During the council's recent annual open meeting, Johnson said there is agreement that the top two priorities will be addressing federal hiring and strengthening the HR community.

In terms of hiring, he said, the goals are to continue efforts to simplify the hiring process and "squeezing the most out of the current system," while looking at potential changes that could be made over the long term.

Strengthening the HR community itself is critical to getting federal human capital management off of the Government Accountability Office's high-risk list, Johnson told cyberFEDS® after the meeting. One of the GAO's biggest concerns, he explained, is agencies' ability to close mission-critical skills gaps. Human capital, itself, is considered a mission-critical area with skills gaps, so it is important to address this to ensure other mission-critical areas can also be tackled.

The third area, which is still a bit "fuzzy," Johnson said, will likely deal with increasing "accountability, engagement and performance" among the federal workforce.

http://www.hreonline.com/images/ThinkstockPhotos-152941691skillsgapL.jpgOPM also used the final open CHCOC meeting of the Obama administration to update council members on some key initiatives, including:

 

Hiring excellence. OPM has held a number of forums throughout the country to promote better coordination between HR and hiring managers and more understanding of available hiring flexibilities. "Effective management of human capital is not the CHCO's responsibility," said OPM acting Director Beth Cobert. "It is the responsibility of management in their roles. They know what good performance looks like, and they need to manage that performance. They know what the needs are for a position. We can help them think about the way to source talent, good assessment tools ... and the hiring process, but we cannot be the substitute for them thinking about 'what do I need to fulfill the mission of my agency in this specific area.' "


Transforming USAJOBs from a standard job board to a "career portal." OPM has been making incremental improvements to make the site more user-friendly for both applicants and agencies, including a redesigned Help Center, a new application guide and landing center, and adding more information on pathways to federal jobs.

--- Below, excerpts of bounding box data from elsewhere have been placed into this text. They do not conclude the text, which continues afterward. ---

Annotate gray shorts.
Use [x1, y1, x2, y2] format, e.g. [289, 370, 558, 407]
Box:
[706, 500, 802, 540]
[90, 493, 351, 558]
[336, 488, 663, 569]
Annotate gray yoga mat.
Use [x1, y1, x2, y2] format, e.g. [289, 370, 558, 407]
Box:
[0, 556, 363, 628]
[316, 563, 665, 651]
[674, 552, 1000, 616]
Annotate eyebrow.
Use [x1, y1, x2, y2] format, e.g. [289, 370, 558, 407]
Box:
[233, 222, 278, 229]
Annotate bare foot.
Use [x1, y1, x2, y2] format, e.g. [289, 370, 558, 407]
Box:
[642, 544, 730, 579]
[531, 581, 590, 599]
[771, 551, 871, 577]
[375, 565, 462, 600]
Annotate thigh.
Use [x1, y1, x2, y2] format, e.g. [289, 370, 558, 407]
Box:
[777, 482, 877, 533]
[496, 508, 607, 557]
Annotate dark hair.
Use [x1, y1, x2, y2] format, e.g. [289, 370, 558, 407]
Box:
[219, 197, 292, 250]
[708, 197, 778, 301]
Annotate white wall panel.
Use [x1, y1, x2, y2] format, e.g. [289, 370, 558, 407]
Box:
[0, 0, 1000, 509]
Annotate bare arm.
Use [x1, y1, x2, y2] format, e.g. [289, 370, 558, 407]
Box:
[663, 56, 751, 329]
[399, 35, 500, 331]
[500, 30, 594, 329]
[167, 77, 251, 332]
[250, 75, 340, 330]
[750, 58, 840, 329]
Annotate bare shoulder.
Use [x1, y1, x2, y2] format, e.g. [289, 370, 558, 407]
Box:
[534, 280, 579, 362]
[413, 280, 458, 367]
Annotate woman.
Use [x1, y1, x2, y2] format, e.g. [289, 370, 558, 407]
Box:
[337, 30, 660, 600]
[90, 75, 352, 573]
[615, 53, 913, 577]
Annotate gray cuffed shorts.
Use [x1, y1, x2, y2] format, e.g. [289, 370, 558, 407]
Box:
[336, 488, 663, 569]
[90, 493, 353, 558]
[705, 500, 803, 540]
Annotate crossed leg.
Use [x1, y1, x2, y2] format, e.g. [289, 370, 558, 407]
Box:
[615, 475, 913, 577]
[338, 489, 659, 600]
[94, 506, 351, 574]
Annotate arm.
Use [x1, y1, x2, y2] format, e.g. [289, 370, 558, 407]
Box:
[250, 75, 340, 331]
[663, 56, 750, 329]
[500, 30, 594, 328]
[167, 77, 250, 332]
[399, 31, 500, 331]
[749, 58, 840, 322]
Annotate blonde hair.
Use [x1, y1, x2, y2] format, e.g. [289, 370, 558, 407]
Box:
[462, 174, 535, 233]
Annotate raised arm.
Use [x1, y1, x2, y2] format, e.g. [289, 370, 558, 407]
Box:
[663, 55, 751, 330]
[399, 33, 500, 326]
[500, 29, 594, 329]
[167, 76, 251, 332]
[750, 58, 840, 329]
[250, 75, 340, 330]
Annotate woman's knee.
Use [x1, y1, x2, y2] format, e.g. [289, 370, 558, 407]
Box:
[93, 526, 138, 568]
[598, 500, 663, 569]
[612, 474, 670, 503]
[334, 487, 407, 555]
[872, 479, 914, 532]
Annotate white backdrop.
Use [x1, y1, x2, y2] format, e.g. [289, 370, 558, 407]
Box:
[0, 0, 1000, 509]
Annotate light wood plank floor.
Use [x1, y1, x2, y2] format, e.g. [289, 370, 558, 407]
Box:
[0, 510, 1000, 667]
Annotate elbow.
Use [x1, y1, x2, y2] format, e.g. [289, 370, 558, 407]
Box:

Improved resume mining capabilities and a new search engine are planned for early next year, along with continued emphasis on effective job announcements. During her presentation, OPM's Michelle Earley stressed the importance of job announcements and included a plea that agencies no longer used the word "incumbent," since that often makes potential applicants think someone has already been selected for the position. "This is a small change that can have a big impact," she said.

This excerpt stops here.